14/VII. Был в иностранной комиссии. Употочился на анкетах, в биографии нагло написал: всё в анкете. Пока стерпели. На загранпаспорт. Без галстука. “Не пустят”, — говорит хвотограф. А утром звонил в издательство. Книга еще не в производстве.

В Блуднове взял кусочек хлеба у матери Яшина, положил вчера сухарик из него под икону. И еще одну привез, маленькую, с ладошку — Успение Божией матери.

— За чем очередь? — спросил я, выступая. — За колбасой, а не за книгами. Значит, еще не так всё, как хотелось бы.

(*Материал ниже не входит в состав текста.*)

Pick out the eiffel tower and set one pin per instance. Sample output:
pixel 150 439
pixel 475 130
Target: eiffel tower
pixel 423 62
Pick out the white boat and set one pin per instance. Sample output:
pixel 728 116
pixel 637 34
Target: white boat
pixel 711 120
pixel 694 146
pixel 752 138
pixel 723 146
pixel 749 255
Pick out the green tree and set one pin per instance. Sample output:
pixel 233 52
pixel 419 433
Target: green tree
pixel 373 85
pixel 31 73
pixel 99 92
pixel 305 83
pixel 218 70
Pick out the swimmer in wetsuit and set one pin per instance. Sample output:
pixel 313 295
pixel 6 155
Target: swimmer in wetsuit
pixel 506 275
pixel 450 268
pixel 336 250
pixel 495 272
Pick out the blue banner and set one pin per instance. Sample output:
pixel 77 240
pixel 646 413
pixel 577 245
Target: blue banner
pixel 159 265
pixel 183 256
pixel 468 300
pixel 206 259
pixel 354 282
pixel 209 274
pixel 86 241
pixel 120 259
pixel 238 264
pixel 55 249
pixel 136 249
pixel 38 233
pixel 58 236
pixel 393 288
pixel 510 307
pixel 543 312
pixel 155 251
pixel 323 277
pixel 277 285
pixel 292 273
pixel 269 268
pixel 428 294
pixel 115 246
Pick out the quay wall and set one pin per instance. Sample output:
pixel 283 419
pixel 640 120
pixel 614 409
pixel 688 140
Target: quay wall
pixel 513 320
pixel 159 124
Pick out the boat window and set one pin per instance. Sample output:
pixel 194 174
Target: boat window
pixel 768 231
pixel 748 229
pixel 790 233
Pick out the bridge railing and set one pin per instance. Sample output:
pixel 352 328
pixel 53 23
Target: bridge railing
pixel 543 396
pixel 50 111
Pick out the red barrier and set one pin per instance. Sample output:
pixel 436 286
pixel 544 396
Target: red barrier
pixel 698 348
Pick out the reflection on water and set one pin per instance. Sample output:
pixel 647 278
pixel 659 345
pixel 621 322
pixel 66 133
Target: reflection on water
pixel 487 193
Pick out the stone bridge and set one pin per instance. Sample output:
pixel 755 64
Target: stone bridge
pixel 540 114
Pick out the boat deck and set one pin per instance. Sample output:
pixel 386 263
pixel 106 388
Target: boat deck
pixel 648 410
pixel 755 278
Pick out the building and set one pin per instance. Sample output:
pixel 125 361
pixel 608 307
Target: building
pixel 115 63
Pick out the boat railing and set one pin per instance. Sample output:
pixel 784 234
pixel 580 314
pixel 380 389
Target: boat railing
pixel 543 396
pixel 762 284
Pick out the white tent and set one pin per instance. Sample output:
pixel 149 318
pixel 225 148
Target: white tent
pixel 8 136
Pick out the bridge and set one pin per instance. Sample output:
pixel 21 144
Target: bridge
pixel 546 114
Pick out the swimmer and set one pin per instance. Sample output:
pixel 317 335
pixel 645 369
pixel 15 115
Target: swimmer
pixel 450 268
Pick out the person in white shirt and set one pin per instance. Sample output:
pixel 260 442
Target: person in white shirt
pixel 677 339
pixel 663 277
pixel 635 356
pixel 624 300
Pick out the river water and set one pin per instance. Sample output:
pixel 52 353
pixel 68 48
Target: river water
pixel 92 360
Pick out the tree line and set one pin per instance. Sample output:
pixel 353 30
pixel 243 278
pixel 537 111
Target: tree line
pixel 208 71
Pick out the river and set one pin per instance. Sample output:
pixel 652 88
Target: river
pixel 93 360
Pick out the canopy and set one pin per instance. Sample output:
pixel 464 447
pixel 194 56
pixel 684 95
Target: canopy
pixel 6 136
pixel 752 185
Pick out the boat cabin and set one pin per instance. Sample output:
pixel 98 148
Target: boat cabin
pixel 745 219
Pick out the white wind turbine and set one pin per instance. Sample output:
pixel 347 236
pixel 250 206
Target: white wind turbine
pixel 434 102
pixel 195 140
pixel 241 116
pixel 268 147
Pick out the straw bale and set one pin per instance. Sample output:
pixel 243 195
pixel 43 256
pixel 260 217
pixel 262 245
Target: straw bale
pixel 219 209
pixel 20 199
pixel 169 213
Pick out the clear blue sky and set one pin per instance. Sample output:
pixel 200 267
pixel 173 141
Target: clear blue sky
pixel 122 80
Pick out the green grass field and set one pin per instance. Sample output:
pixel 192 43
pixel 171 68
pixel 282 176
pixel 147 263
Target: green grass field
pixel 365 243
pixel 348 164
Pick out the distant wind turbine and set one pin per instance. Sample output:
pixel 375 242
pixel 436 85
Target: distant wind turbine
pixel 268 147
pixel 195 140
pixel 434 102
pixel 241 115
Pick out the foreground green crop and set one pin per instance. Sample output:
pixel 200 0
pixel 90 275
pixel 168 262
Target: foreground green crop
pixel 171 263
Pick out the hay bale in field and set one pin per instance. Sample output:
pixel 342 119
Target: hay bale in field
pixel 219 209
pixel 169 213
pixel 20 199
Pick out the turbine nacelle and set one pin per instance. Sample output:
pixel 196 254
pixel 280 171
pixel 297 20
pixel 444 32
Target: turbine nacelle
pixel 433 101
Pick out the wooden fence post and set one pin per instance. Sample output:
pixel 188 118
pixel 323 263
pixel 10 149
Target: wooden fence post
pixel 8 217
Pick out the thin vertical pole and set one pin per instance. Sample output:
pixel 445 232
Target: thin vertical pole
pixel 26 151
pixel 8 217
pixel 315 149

В самолете разносил конфеты. В бане парился с классиками Солоухиным, Романовым, Коротаевым. Спор. Надо ли переводить “младших братьев”. Да неохота записывать. Отрывки.

Белов любим необычайно. Человек хороший необыкновенно. Жена издерганная, их можно понять, жена Романова тоже и т. д.

 

Сплошные суеверия от ожидания. Ощущение грядущего... нет, не буду: боюсь, сбудется.

По TV идиотизм шпионажа. Наверное, специально, чтоб хлопались инфаркт­ники, ребенка распеленывают на холоде и пр. Хлопнется — и хлеб на копейку подешевеет. Еще хлопнется — и мясо, еще — и молоко.

 

Милая Наденька, солнышко мое незакатное, ведь прокрадешься, ведь прочтешь. А знаешь, может быть, когда в чем-то убеждают, значит, лгут. “Слава труду!” Значит, надо в этом убеждать. Люблю тебя.

Фотографию жены держу в кошельке, подаренном дочерью. Двойной контроль. Когда кончаются деньги, все равно приятно. Деньги не держатся, но Надежда не дает унывать. А то и упрекнет, а то и подмигнет.

 

15 июля. Середина лета. С утра назаваривал трав да купил растирание. Как будто уполз в берлогу зализывать раны. Но было ведь много хорошего в поездке. Белая ночь с Беловым. Потом дорога с Бобришного и Василий Иванович ведет машину.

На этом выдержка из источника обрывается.